Trump needs us to see his house because it, and his jet, personify him
Aristotle wrote in his Nicomachean Ethics, “Virtue aims for beauty”. Unpacking this comment could take a whole essay, but it is clear that reality TV has not fostered our best qualities, as a culture. Reality TV is light on empathy. It divides, it mocks and deliberately traumatises participants to raise a laugh. It prefers the dysfunctional, and preys on the vulnerable. When living in the Big Brother house, or taking part in challenges on The Apprentice, the one thing you are not allowed to be is authentic. There is no virtue here, only sensation for the sake of it.

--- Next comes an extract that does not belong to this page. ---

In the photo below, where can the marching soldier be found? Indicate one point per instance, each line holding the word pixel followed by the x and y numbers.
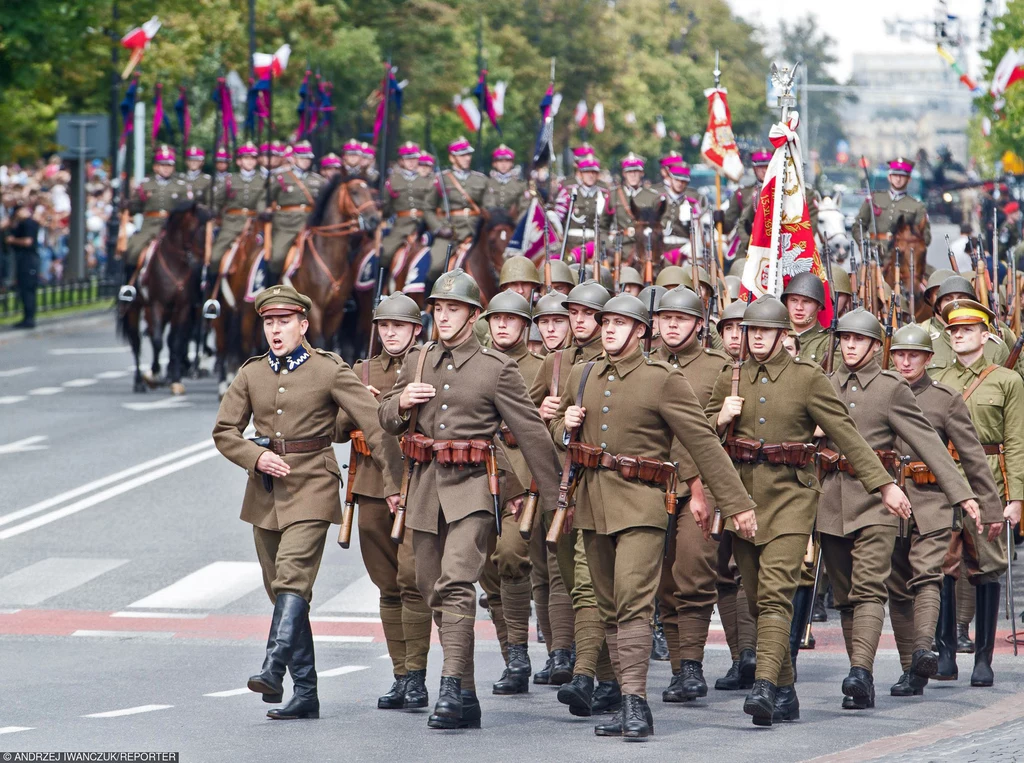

Writing in 2005, Peter York wrote that “the seriously rich and important have never been anything like as keen to show us their houses as the moderately rich”. But Donald Trump is a new kind of rich and important. He needs us to see his house because it, and his jet, personify him. He is the product of his own ego, magnified and given a kind of public credibility by reality TV. His whole life is a hall of mirrors, and everything he has made is, literally, a commercial for himself. And that’s before you get to the corruption and fraud charges, the unpaid suppliers, the allegations of rape and intimidation, and all the rest.
In short, it is one thing to build a Versailles during the age of the divine right of kings (and by the same token it’s right for that palace now to be a museum); and it’s another thing altogether to build a gold encrusted Trump Tower within a democracy. At the time of writing, the president-elect is using the language of The Apprentice to describe choosing his team of advisors, and asking to be allowed to continue to live in his self-created world even as the serving President.
The White House is everything Trump Towers is not. It is first and foremost a historical building. It embodies all the most important principles and ideals of American democracy, principles that were laid out by dissenters, radicals and scientists like Thomas Paine, Thomas Jefferson and Benjamin Franklin - and it has the décor to match. Well-appointed as it is, there is more than a hint of Quaker, as Rev Coles put it, in the White House. Civil servants are not obsequious reality TV wannabes. With a bit of luck, having to spend even five days in this ultimately authentic environment, working in a public service role with people who by law aren’t there just to kowtow to him, may turn out to be the making of Donald Trump. Or he may, you know, just melt.